Alibaba embeds own ChatGPT-style service to workplace communications app DingTalk, heating up competition in China’s AI tools market
- Powered by Alibaba’s own large language model Tongyi Qianwen, DingTalk is now able to compose articles and generate posts based on simple user prompts
- This latest initiative underscores how Chinese technology firms are stepping up their development of competitive generative AI tools
The app can also summarise previous conversations in a group chat when a new member is added to the thread. In addition, it can help make conversations livelier by generating stickers based on text prompts.
While Alibaba has been doing research on LLMs for a number of years, the live demonstration on Tuesday of the enhanced DingTalk app showed that the company’s efforts in this field are still at an early stage. LLMs refer to a type of AI that uses deep-learning techniques and massively large data to understand, summarise, generate and predict new content.

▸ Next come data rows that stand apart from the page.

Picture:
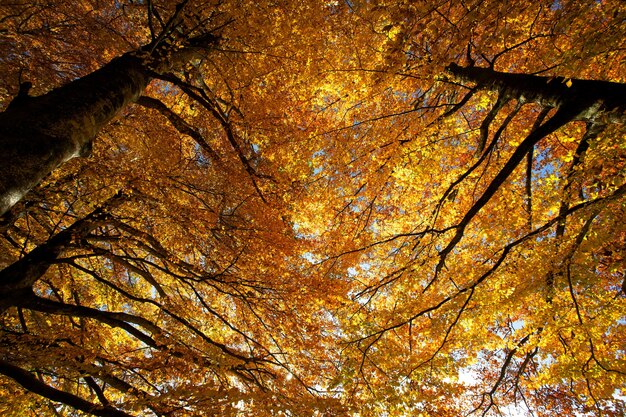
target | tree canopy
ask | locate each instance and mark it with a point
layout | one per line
(295, 208)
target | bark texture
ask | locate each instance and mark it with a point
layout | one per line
(38, 134)
(594, 101)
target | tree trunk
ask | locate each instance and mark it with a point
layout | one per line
(38, 134)
(597, 102)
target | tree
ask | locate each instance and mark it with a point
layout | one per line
(419, 212)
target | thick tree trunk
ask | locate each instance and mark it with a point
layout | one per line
(593, 101)
(38, 134)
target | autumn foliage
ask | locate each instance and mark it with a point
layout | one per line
(358, 208)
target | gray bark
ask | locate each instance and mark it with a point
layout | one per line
(38, 134)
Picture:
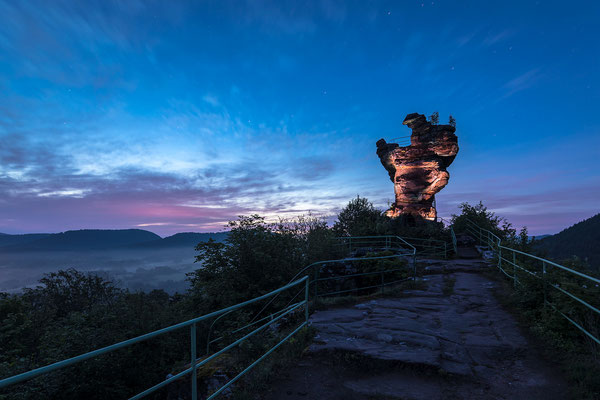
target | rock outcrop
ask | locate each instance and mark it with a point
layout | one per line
(419, 170)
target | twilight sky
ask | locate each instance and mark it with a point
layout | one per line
(174, 116)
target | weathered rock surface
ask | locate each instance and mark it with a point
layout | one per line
(451, 340)
(419, 170)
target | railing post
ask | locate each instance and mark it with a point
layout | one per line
(499, 257)
(414, 268)
(544, 280)
(306, 290)
(193, 361)
(514, 269)
(316, 281)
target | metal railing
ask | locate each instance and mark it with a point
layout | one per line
(429, 247)
(509, 257)
(195, 362)
(449, 225)
(311, 276)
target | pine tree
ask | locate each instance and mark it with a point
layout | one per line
(434, 118)
(452, 121)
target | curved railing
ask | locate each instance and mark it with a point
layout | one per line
(509, 257)
(195, 362)
(452, 234)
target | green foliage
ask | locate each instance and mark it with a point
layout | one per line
(71, 313)
(358, 218)
(451, 121)
(581, 240)
(256, 258)
(480, 215)
(434, 118)
(580, 356)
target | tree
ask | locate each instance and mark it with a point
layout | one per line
(434, 118)
(451, 121)
(480, 215)
(256, 257)
(358, 218)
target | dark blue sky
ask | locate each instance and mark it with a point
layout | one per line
(179, 116)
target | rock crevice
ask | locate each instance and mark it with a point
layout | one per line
(418, 171)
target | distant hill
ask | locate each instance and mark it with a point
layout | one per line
(11, 240)
(581, 240)
(184, 239)
(85, 239)
(94, 239)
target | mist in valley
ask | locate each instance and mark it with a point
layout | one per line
(137, 269)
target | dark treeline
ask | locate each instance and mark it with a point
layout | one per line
(71, 312)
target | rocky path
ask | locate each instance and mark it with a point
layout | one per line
(451, 340)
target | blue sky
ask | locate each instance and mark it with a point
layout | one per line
(178, 116)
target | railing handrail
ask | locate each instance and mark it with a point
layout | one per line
(94, 353)
(497, 245)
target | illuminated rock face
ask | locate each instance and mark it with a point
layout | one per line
(419, 170)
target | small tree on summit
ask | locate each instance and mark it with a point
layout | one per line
(434, 118)
(452, 121)
(358, 218)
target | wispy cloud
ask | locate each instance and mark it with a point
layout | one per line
(522, 82)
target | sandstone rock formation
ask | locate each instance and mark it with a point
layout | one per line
(419, 170)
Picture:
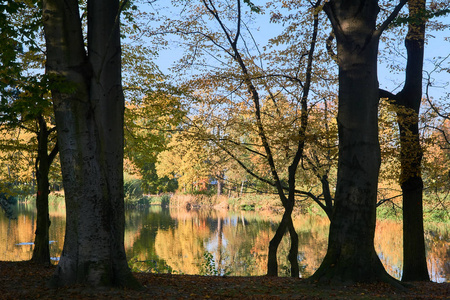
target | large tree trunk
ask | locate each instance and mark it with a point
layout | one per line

When prompted for a sticker based on futangdaohuo, the Chinese idiom for going through difficulties that literally translates as treading on hot water and fire, DingTalk initially generated a drawing of a head containing boiling soup. DingTalk president Ye asked the platform to redo the sticker twice, which yielded unsatisfactory results. He later said the app “will get better with more training”.
Although ChatGPT creator OpenAI is a leading player in this field, Ye said Alibaba has its “unique advantages, including cloud computing and diverse application scenarios”. For example, around half of more than 2,000 first-class hospitals in China are using DingTalk for work collaboration, he said.